U.S. Secretary of State John Kerry, speaking in Paris, stated the Riyadh talks appeared to be “very constructive” and making progress. “I think everybody is moving in the direction that they want to quickly get to a political process,” he mentioned.
“So we created progress but we have some difficult concerns to get over,” he stated. A attainable Dec. 18 meeting to advance the Syrian peace talks in New York is “not locked in yet” and sides are awaiting the outcome of the Saudi conference, he added.
At the Riyadh talks a declaration of principles was nevertheless getting drafted, a rebel commander mentioned.
Yet another commander added that there was agreement on keeping Syria united, on the departure of foreign forces and militias and that there must be no sectarian quotas in Syria’s government, which a political opposition leader also confirmed.
The role that Islam must play in a future Syria, and what status the country’s religious and ethnic minorities will have, has been a point of contention among the country’s rebel groups which include hardline Islamists.
Saudi Arabia’s Foreign Minister Adel al-Jubeir stated he hoped the opposition would come together in Riyadh to a enough degree to “move the globe to impose the required pressure to reach a peaceful settlement” in Syria.
“Bashar al-Assad has two options. Either he leaves through negotiations and this is the quickest, easiest and ideal for everybody, or he will leave by way of fighting due to the fact the Syrian men and women reject that this man stays in energy,” he mentioned.

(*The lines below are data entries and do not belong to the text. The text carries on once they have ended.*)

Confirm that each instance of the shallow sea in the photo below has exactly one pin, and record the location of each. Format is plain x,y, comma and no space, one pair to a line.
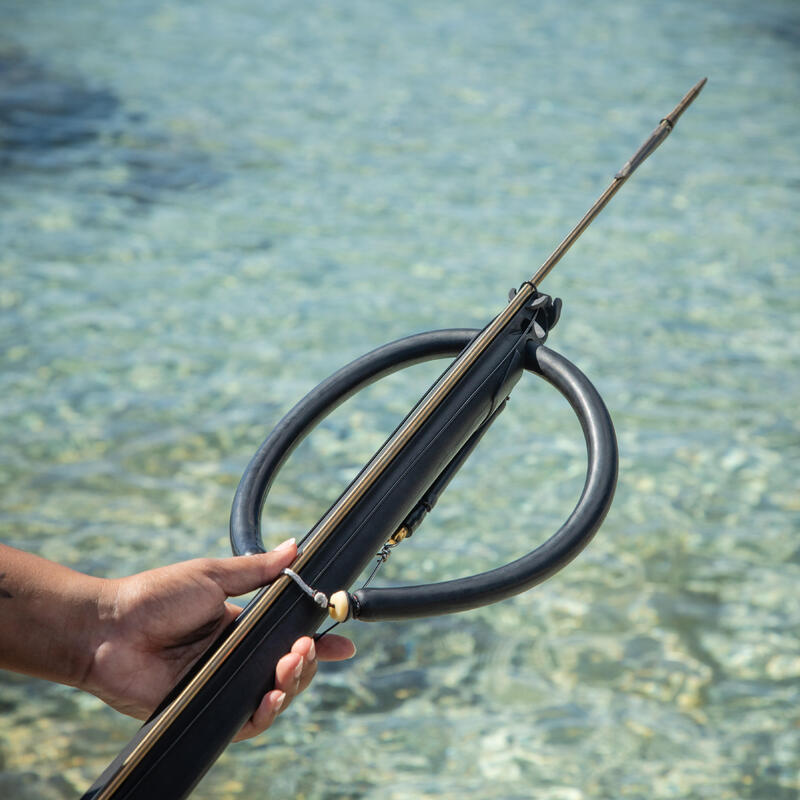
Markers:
205,208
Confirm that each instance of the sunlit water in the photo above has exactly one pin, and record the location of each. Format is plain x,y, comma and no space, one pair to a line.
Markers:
207,207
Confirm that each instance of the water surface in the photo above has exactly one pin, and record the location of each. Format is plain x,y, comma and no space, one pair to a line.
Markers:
205,208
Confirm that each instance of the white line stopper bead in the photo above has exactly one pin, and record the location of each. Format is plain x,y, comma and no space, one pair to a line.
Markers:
339,606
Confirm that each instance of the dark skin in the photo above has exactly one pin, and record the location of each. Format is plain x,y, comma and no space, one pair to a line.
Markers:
129,640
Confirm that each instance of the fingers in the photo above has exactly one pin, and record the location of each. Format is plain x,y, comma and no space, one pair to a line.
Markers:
293,674
334,648
242,574
263,716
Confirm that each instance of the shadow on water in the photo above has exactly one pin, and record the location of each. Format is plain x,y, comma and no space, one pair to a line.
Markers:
55,123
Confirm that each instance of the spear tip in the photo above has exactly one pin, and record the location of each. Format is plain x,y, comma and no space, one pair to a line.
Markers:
688,99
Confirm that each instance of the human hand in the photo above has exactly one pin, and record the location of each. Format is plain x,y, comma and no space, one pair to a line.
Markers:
156,623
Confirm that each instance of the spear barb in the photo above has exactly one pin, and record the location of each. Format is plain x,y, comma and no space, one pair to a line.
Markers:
656,138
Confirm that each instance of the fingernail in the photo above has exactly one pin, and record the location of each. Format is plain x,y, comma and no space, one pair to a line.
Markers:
286,545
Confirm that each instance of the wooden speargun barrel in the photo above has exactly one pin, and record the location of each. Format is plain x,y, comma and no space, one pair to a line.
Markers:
383,505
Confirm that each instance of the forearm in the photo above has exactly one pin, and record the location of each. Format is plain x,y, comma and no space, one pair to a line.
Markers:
49,617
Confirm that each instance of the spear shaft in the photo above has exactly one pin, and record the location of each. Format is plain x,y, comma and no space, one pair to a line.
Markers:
656,137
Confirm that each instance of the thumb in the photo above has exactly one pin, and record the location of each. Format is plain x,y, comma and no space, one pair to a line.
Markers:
241,574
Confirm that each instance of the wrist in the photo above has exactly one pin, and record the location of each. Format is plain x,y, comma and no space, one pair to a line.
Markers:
50,618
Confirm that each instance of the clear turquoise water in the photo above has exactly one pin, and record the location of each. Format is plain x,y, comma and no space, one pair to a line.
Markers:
224,202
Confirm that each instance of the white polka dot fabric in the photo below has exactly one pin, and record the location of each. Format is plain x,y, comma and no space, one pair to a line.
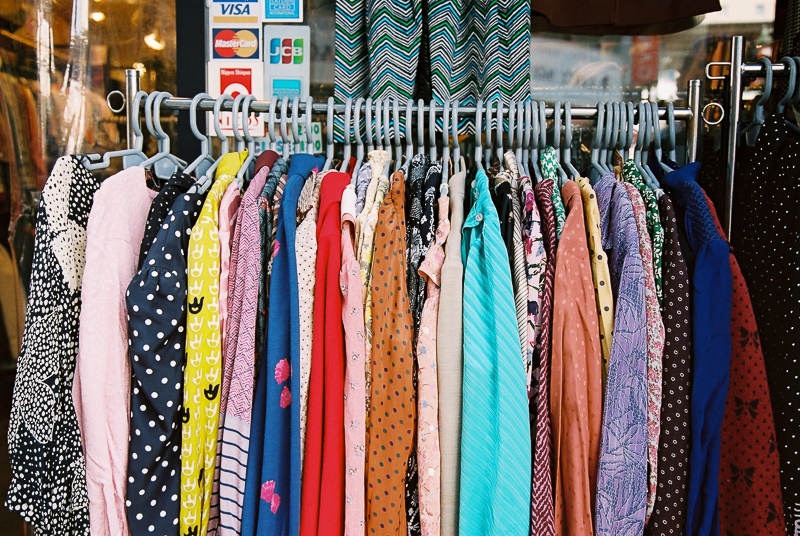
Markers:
156,304
48,471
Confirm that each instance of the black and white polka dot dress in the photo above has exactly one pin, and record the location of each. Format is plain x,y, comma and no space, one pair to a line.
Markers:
48,472
766,238
156,305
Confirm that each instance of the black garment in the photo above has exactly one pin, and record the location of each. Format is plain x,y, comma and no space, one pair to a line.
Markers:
766,238
669,513
48,471
505,212
156,304
176,185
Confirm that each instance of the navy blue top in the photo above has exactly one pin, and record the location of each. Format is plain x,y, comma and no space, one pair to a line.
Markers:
278,489
711,323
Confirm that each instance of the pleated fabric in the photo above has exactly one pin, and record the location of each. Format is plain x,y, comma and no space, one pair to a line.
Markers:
495,431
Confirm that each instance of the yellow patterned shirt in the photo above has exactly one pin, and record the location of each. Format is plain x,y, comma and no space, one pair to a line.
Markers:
600,273
202,375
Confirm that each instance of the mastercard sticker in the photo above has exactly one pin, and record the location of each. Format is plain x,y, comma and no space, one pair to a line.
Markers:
236,43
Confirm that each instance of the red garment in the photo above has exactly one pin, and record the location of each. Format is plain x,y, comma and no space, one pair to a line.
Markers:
323,465
750,497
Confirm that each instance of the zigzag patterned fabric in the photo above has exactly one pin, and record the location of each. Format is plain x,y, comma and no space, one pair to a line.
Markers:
475,50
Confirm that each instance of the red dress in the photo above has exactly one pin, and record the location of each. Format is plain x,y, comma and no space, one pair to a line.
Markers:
323,465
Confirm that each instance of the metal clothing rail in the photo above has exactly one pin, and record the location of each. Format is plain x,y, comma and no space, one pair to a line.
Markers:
691,114
738,71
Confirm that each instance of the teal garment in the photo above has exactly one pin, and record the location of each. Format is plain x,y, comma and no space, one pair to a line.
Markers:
495,487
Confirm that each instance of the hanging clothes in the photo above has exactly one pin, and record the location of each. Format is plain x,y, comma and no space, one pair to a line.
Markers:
355,413
766,242
238,381
749,465
159,208
279,505
269,203
535,262
655,344
428,446
102,383
622,473
576,384
669,511
306,250
494,394
711,308
450,362
324,465
48,471
392,410
542,513
600,274
202,374
154,450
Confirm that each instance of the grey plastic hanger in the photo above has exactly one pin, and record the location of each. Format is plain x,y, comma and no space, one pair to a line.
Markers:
132,156
445,141
359,140
478,133
236,122
527,137
573,172
348,133
500,151
284,127
204,161
657,139
456,142
309,102
597,139
387,125
562,175
398,150
245,171
751,133
296,125
420,127
671,130
163,164
273,136
408,129
432,131
488,151
792,67
329,134
536,140
204,182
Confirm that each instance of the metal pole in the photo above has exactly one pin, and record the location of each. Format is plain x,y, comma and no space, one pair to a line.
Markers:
131,89
734,108
695,102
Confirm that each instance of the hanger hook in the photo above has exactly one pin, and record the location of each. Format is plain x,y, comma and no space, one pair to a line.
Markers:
222,99
236,119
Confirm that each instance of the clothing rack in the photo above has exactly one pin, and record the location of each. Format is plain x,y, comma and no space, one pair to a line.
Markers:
691,114
738,72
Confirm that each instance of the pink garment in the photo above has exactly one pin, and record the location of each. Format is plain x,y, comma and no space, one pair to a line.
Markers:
355,412
228,211
102,385
239,364
428,451
655,340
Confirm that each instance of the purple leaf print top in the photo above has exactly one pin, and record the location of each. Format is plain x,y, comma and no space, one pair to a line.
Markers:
622,474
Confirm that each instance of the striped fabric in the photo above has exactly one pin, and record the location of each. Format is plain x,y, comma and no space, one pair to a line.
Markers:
542,508
496,466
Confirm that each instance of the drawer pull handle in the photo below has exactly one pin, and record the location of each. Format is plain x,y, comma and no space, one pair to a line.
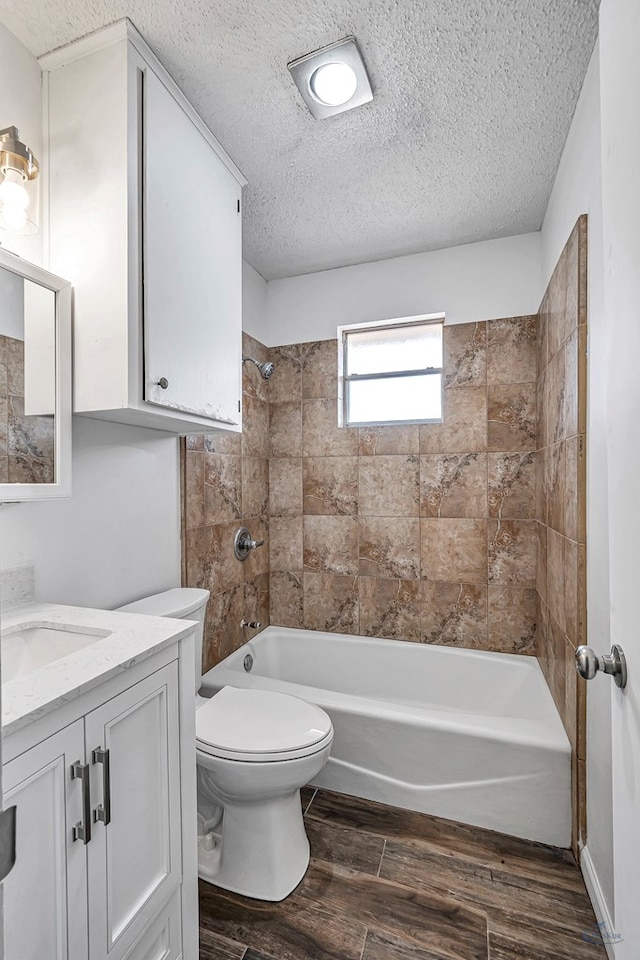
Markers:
82,829
103,811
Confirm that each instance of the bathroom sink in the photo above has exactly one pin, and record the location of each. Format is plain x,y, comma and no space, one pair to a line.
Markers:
31,646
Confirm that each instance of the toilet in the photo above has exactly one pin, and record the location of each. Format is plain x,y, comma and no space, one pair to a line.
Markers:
254,750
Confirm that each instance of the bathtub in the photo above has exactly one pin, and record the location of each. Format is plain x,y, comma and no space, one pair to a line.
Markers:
462,734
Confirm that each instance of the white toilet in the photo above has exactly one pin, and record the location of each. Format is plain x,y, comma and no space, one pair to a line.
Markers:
254,751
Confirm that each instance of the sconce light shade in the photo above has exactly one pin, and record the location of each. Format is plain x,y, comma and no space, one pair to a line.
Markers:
18,184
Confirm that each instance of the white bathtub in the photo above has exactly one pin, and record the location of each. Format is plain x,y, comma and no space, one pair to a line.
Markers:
461,734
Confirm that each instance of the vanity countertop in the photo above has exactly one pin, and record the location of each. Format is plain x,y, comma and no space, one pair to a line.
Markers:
132,638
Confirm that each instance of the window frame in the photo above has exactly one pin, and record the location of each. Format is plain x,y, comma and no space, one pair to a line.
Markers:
345,379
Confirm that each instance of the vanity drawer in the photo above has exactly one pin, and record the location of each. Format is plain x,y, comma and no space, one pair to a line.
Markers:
163,939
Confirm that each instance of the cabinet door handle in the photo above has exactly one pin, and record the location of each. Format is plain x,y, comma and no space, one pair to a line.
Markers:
103,811
82,829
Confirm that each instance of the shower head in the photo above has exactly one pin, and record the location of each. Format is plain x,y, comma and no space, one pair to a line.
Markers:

International efforts to resolve the conflict which has killed 250,000 people and displaced 12 million have been lent added urgency by a wave of deadly attacks across the planet claimed by the Iraq- and Syria-primarily based Islamic State and by an escalating refugee flow which has triggered a crisis in Europe.
Major powers agreed in Vienna final month to revive diplomatic efforts to finish the war, calling for peace talks to begin by January and elections inside two years.
NO Portion FOR ASSAD
The conference agreed on Wednesday, the 1st day of the meeting, that Assad and his lieutenants must play no part in the transition to democracy, a number of delegates stated.
That marked a tougher stance than several Western countries which back Assad’s opponents. The United States, France and Britain all known as for Assad to step down shortly after protests broke out against his rule in March 2011.
Despite the fact that they all say Assad ultimately should go, they have been significantly less distinct about the timing of any departures, indicating that they could accept he keep in an interim period.
Assad’s fate was one of many questions left unresolved at the Vienna meeting final month which was attended by Russia, the United States, European and Middle Eastern countries which includes Saudi Arabia and Iran, which back opposing sides in Syria.
Saudi Arabia is a primary backer of the rebels along with Turkey and Western countries. Iran and Russia help Assad. Iran has openly criticized the selection by Saudi Arabia to hold the talks, saying they had been made to harm the Vienna procedure.
Russia launched air strikes in Syria 10 weeks ago, helping the Syrian army – backed by Iranian troops, Hezbollah fighters and allied militia – to contain rebel advances.
Russia says it is bombing Islamic State militants, who control massive locations of eastern Syria and western Iraq, but Western and Arab states which have been carrying out air strikes against Islamic State for a lot more than a year say the Russia jets have mostly hit other rebel forces in the west of Syria.
Moscow’s intervention has not swung the war decisively Assad’s way and a number of Western-backed rebel groups, some of whom were represented in Riyadh, have been emboldened by the elevated flow of foreign-supplied anti-tank missiles which have helped stem parts of the army’s counter-offensive.